Considering they started as outsiders, the Welsh Football Team deserve to celebrate how far they went in Euro 2016. As a lifelong England supporter, I have to admit, they put us to shame.

This was a team that knew that “The whole is greater than the sum of its parts,” a team who knew how to put aside the individuals’ egos and concentrate on the matter in hand.

Martin Luther King famously said, “If you want to move people, it has to be towards a vision which is positive for them.” The vision was positive for Wales, to be sure, and they went for it, big style.

What Coleman did with his team was enable them to perform effectively together and all work to their full potential.

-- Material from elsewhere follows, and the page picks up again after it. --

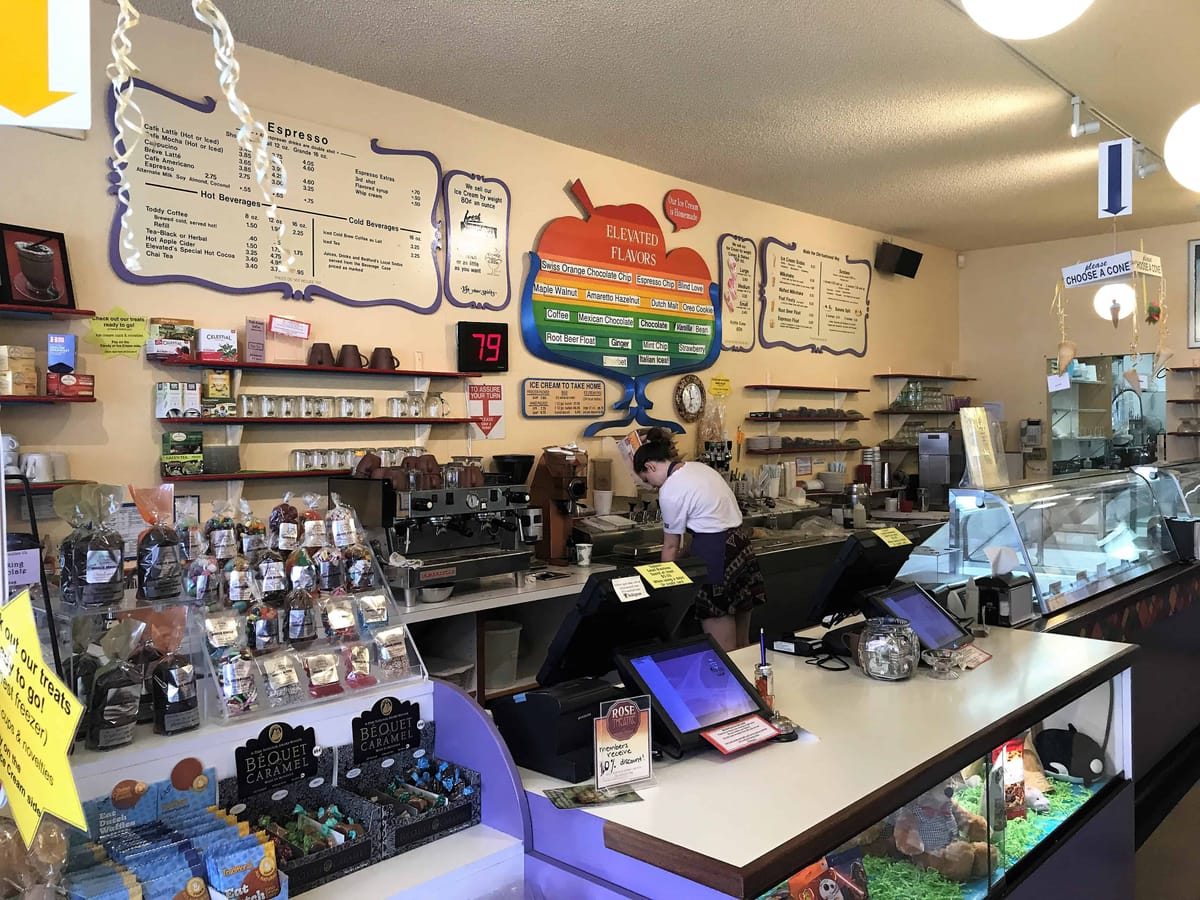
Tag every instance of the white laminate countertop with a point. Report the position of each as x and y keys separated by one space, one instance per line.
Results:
x=869 y=733
x=499 y=591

I can only guess at what went on when they were off the pitch but I’m prepared to lay money that he worked on getting them to really know each other, their strengths and weaknesses as people, as well as footballers, encouraging open and honest debate and feedback – in a constructive way.

Myles Downey, in his book Effective Coaching, says that creating a common vision is essential to effective team behaviour. As is what he calls “team think,” knowing what the other members of the team are going to do. He uses an analogy of a rugby team that was so in sync that each one of them knew where the others were so could pass without even looking. Think about the times when you’ve been in really effective teams – didn’t something like that happen to you?

Downey also says that it is important the team members understand each individual’s ambitions and motivations so that trust can be built. The team must understand what it is trying to achieve, what it is currently doing and what it has to do to achieve the goal. And finally, all members need to have a clear understanding of how the team will do what it has to do to achieve.

Just as players in a football team all have their specific roles, so do those of us in other teams, and it is important that we all know what they are and the value of our contribution. Lessons for all of us there, I think.